Dobzhansky quipped, "All species are unique, but humans are uniquest". But, what makes human unique? Judeo-Christian theology states that it is we are created in the image of God and part of that includes intelligence. Today's Science provides some clues on why we are the uniquest.
The study looked at hierachical grammars known as Phase Structure Grammars (PSG). These differ from Finite State Grammars because PSGs can insert strings inside of strings. Why this is important is shown from the following quote from Fitch and Hauser.
Rule systems capable of generating infinite sets of sequences ("grammars") are arranged in a mathematical hierarchy of increasing generative power, termed the Chomsky hierarchy. The weakest class in this hierarchy are finite state grammars (FSGs), which can be fully specified by transition probabilities between a finite number of "states" (e.g., corresponding to words or calls). Recent evidence suggests that parsing procedures at this superficial level of complexity are spontaneously available to both human infants and nonhuman primates. However, FSGs are inadequate to generate all the structures of any human language, because all languages minimally require procedures at the next level of complexity, termed phrase structure grammars. In addition to concatenating items like an FSG, a PSG can embed strings within other strings, thus creating complex hierarchical structures ("phrase structures"), and long-distance dependencies. For example, in English, the word "if" is typically followed by the word "then," but any arbitrary number of words or phrases can be inserted between them. Such constructions (and many others) demand more sophisticated parsing capabilities, including a perceptual ability to recognize these structures and an open-ended memory to store them. There is a broad consensus in linguistics and machine learning that PSGs are more powerful than FSGs and that grammars above the FSG level are, minimally, a crucial component of all human languages. Though such abilities are available to all normal humans, it is currently unknown whether parsing abilities above the FSG level are available to nonhuman animals. We used a familiarization/discrimination procedure to address this issue in cotton-top tamarins (Saguinus oedipus), a New World primate species that has previously demonstrated successful discrimination of linguistic stimuli according to rhythmic class, along with a capacity to grasp transitional probabilities and abstract rules implicit in speech stimuli.

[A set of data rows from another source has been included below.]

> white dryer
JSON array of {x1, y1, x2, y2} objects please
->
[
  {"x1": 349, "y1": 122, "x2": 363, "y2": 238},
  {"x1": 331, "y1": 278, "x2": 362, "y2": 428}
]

What makes humans unique amongst primate is the ability to process these grammars. Thus, human language is truly unique and so is the abstraction allowed by such language. The review article gives other characteristics of our uniqueness:
- Voluntary Control of Sensory-Motor Systems. Vocalization is reflexive in chimpanzees but voluntary in humans.
- Second level imitation. Here is where the individual not only copies the object of the model but also the motor action. Chimpanzees can do this with training but even human infants can do this autonomously.
- Teaching. Here the direction of communication is reversed from imitationg. This is uniquely human.
- Theory of mind. Human communication is intentional. When the speaker sees a listener making an error, he corrects it. Other primates do not.
- Grammar. Human langauge is recursive while Fitch and Hauser prove that primate language is non-recursive.
- Intelligence. All other species are specialists while humans are flexible. Other species are "hard wired" to solve particular problems. Our ability to abstract allows us to solve an open-ended series of problems.
Is the ability to have a recursive grammar the key to intelligence? In part, but there appears to be more to it. Nevertheless, we are not merely advanced animals. Intelligence does indeed appear to be the sine qua non of humans. And as such we truly are made in the image of God.